Japanese anime television series

Kick & Slide is an original Japanese anime television series produced by animation studio CRAFTER. It aired in Japan on TV Tokyo through its Oha Suta children's variety program on July 7, 2021.

This is the LDH's first kids entertainment project "KIDS B HAPPY" which is a deformed character of the third generation J Soul Brothers.
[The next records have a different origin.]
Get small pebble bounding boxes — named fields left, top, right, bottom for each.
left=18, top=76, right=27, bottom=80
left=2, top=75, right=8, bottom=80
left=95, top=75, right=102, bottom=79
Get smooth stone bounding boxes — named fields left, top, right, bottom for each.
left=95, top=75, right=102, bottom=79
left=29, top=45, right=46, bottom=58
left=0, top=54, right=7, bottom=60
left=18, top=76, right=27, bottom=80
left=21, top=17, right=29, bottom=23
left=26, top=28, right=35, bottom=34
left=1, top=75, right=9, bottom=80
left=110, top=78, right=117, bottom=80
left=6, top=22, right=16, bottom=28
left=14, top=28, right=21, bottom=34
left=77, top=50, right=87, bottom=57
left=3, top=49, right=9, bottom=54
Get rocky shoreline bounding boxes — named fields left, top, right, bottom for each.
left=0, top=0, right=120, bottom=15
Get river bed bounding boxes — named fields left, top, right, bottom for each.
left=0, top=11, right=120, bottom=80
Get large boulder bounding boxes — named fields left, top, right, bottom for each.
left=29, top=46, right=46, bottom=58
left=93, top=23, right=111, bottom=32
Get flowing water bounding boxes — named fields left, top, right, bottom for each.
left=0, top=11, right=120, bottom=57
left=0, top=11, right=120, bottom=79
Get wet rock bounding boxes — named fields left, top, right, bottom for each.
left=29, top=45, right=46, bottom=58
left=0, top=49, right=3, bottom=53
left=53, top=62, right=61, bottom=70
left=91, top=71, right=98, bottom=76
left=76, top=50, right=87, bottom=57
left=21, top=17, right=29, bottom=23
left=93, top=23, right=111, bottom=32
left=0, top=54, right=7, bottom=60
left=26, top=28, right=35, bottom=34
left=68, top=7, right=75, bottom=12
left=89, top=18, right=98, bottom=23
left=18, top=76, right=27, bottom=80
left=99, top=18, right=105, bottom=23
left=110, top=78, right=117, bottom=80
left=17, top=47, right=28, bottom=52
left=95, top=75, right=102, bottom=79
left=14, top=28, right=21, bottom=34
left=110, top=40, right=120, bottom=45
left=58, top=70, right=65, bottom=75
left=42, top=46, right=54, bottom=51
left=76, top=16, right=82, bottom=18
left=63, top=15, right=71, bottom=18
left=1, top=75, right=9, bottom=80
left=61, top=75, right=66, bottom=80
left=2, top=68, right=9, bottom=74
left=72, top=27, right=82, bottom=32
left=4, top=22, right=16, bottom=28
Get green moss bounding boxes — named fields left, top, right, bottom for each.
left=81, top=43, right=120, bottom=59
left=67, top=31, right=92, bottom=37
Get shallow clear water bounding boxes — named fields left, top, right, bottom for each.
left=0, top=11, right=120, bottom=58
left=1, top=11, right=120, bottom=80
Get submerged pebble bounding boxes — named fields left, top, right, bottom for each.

The series was not yet dubbed in English.

==Plot==
Kick & Slide is a slapstick story where the characters solve the difficult and rare cases in the pop vibrant city calls "Nakame Town" with their own dance and music technics.

==Characters==
- Kick (キック)

- Beabea (ベアベア)

- Fenitan (フェニタン)

- Firere (フィレレ)

- Pipipo (ピピポ)

- Robobo (ロボボ)

- Vampa (バンパ)

==Media==
===Anime===
This series is being produced by CRAFTER. Planning by LDH Japan and KIDS B HAPPY Project. Directing, series composition and screenplay by Takafumi Otsuka, character design by Naomi Iwata, music composed by PKCZ and Chaki Zulu, sound directed by Kiyoshi Arakawa and executive producer is EXILE TRIBE. This anime's image song is "KICK&SLIDE” by the third generation J SOUL BROTHERS.